Enforcement Action by Federal Trade Commission Highlights Importance of Social Media Guidelines for Employees
Employees who post reviews of their employer’s products and services on social media sites, without disclosing their corporate affiliation, can land their employer in an FTC enforcement action. The FTC’s second enforcement action for violation of the agency’s endorsement guidelines, announced on August 26, makes this point.
According to the FTC, Reverb Communications, an on-line public relations firm, sought to boost sales of its clients’ gaming applications by having its employees post positive reviews on iTunes. Over the course of nine months, Reverb employees, posing as disinterested users, gave clients’ games a rating of 4 or 5 and posted comments, such as “Amazing new game,” “ONE of the BEST,” and “Really Cool Game.” According to the FTC, these reviews were misleading because they did not, as suggested, come from independent, ordinary consumers, but from Reverb employees who had a financial incentive to provide a positive endorsement.
In the agreement resolving the FTC’s complaint, Reverb agreed, among other things, (a) not to permit its employees to endorse any product without conspicuously disclosing the employee’s connection to Reverb and/or the manufacturer or advertiser of the product; (b) to take reasonable steps to remove the endorsements that were posted without full disclosure; (c) to maintain for five years all documents related to the company’s compliance with the agreement; and (d) to obtain for five years all current and future employees’ acknowledgement of receipt of the company’s agreement with the FTC.

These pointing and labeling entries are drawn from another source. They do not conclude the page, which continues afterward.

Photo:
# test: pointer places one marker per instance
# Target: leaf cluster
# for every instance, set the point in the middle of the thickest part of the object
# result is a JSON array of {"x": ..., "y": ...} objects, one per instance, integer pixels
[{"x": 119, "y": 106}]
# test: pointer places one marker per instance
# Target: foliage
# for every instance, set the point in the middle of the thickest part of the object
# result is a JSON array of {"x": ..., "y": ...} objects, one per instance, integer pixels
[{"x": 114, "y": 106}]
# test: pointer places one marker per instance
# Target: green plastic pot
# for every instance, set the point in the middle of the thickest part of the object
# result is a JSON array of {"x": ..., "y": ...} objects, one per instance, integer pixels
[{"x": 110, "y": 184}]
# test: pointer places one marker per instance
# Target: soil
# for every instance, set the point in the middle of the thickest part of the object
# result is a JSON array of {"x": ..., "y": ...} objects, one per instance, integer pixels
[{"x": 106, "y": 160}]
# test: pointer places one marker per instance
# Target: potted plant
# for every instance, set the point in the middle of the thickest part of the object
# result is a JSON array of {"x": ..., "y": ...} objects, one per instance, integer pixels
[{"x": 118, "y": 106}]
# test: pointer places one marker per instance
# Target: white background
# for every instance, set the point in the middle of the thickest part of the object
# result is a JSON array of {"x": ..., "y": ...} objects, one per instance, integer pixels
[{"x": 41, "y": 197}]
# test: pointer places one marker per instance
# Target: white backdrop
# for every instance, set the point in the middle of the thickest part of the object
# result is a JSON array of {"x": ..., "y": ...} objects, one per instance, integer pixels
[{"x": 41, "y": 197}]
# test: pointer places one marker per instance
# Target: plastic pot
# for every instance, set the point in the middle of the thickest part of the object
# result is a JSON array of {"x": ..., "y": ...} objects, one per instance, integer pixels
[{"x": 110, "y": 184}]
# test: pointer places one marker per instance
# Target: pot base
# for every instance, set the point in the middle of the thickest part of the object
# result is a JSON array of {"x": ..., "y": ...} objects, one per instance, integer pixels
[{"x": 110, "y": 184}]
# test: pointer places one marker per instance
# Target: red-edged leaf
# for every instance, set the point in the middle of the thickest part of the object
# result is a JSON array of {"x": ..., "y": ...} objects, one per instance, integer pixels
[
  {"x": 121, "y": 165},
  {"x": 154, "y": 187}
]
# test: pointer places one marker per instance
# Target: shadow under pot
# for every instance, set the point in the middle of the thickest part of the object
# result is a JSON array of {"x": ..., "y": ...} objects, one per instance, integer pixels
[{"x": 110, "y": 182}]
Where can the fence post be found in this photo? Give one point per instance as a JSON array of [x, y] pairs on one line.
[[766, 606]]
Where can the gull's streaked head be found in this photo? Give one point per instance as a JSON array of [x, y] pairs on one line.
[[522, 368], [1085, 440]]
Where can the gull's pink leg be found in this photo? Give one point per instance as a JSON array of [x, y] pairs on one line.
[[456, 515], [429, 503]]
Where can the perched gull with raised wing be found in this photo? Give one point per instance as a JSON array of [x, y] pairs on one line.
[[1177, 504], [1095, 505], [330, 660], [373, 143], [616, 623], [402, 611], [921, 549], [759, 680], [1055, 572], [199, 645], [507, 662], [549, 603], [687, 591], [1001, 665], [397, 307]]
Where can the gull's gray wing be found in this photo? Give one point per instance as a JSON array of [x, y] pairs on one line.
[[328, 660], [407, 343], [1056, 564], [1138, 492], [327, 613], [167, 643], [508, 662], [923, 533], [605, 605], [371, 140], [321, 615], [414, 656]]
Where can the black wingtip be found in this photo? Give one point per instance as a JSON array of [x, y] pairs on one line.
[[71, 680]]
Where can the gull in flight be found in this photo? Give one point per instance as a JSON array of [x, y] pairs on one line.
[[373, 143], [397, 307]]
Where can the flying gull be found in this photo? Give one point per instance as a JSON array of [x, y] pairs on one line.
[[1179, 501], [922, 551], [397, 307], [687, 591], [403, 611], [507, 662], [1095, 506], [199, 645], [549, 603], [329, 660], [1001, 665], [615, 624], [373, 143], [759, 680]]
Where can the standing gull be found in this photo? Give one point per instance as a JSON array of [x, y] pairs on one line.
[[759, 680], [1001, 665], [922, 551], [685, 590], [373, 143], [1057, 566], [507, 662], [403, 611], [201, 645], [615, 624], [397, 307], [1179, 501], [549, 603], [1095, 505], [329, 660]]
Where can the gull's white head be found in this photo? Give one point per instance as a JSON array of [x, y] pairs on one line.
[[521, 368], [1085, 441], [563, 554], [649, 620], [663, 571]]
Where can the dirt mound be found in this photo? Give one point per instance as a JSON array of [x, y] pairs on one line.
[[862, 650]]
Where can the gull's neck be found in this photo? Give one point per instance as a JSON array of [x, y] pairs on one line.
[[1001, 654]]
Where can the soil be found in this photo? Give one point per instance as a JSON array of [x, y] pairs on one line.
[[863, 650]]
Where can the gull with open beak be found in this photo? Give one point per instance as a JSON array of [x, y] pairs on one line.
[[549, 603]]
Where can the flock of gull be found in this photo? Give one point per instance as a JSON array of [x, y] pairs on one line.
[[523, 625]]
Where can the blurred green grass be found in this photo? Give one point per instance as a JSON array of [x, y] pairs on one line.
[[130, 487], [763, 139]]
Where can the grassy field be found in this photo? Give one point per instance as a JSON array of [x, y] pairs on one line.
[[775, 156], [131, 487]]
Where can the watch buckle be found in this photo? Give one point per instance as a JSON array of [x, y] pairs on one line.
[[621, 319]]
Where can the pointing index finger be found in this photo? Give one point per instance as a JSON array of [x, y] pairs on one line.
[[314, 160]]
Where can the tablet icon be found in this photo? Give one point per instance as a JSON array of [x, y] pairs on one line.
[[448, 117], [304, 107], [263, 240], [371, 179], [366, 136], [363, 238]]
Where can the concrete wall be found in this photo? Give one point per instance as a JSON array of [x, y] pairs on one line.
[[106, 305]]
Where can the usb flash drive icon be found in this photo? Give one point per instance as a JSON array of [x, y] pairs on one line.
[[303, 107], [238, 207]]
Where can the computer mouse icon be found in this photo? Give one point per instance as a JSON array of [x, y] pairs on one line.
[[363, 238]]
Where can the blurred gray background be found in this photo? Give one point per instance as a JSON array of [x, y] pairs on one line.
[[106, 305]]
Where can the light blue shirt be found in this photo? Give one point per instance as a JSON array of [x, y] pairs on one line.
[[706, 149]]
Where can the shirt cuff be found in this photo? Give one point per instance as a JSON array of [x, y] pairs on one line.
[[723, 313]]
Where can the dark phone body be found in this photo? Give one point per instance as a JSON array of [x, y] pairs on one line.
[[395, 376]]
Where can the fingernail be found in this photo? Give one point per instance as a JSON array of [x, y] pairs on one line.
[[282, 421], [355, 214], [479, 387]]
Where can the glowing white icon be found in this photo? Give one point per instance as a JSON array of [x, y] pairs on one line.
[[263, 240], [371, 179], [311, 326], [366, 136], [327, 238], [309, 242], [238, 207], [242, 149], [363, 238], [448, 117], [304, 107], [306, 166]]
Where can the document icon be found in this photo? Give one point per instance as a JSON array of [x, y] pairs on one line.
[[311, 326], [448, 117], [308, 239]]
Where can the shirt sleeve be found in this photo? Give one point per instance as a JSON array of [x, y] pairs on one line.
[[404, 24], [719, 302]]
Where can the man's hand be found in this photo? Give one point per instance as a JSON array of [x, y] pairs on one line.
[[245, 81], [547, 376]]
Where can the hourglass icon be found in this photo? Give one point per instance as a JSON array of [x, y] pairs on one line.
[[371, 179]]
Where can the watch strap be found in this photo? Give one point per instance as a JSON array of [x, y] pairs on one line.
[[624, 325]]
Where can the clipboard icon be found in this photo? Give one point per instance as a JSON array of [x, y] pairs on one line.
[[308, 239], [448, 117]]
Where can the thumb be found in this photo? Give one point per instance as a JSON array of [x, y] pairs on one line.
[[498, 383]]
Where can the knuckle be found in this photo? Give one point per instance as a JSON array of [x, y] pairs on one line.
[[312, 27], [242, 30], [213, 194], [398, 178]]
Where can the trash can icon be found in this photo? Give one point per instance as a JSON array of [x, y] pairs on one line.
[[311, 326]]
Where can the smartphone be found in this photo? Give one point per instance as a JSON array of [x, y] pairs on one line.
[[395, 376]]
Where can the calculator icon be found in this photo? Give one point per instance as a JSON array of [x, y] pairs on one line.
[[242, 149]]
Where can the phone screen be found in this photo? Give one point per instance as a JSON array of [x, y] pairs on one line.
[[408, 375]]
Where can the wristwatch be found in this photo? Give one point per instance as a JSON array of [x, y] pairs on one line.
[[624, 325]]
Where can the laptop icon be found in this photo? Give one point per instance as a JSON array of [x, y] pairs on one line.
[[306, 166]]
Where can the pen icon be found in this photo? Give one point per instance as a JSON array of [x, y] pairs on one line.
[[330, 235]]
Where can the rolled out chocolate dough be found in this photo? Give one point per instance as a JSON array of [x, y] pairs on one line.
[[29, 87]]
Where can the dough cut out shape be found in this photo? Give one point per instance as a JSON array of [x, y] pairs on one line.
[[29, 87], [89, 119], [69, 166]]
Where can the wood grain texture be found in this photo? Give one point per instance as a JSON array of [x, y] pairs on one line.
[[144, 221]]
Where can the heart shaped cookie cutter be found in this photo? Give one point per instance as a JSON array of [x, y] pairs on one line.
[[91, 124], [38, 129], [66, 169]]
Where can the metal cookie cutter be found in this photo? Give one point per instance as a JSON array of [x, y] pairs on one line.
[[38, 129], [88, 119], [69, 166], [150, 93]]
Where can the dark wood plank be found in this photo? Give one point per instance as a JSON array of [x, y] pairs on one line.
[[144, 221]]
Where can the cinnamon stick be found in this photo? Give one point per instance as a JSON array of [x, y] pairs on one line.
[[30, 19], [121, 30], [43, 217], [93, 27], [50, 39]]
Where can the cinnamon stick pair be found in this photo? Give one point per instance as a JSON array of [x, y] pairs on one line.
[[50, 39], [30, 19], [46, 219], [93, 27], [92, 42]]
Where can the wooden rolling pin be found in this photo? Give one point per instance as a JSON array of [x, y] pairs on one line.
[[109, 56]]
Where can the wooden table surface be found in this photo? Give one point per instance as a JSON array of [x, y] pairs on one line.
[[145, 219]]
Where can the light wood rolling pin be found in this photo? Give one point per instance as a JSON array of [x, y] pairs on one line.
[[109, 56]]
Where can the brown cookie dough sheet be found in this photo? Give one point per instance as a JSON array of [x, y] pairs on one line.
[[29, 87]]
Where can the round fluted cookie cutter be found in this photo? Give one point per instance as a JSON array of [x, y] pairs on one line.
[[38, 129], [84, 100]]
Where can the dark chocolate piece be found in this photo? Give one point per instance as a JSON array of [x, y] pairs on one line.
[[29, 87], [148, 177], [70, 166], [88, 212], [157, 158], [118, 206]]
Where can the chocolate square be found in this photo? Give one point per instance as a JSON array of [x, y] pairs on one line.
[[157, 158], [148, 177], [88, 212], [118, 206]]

With social media sites offering endless opportunities to recommend and review products and services, and employers increasingly pushing into Web 2.0 to promote their own products and services, well intentioned but misleading endorsements can easily mushroom throughout the Web. Employers can reduce this risk by explaining in a social media policy how the FTC defines an endorsement and by requiring any employee who provides an endorsement to disclose conspicuously his or her corporate affiliation. In addition, employers, as part of their social media training, should explain that even a numerical score or a brief comment about the employer’s products or services on a site not sponsored by the company could constitute an “endorsement” under the FTC’s guidance. The training also can provide the employee with different ways to disclose their affiliation with the employer, such as by stating, “I work in Employer’s product development department, and I think our product is the best in its class,” or by including the employer’s name and the employee’s job title when posting a comment.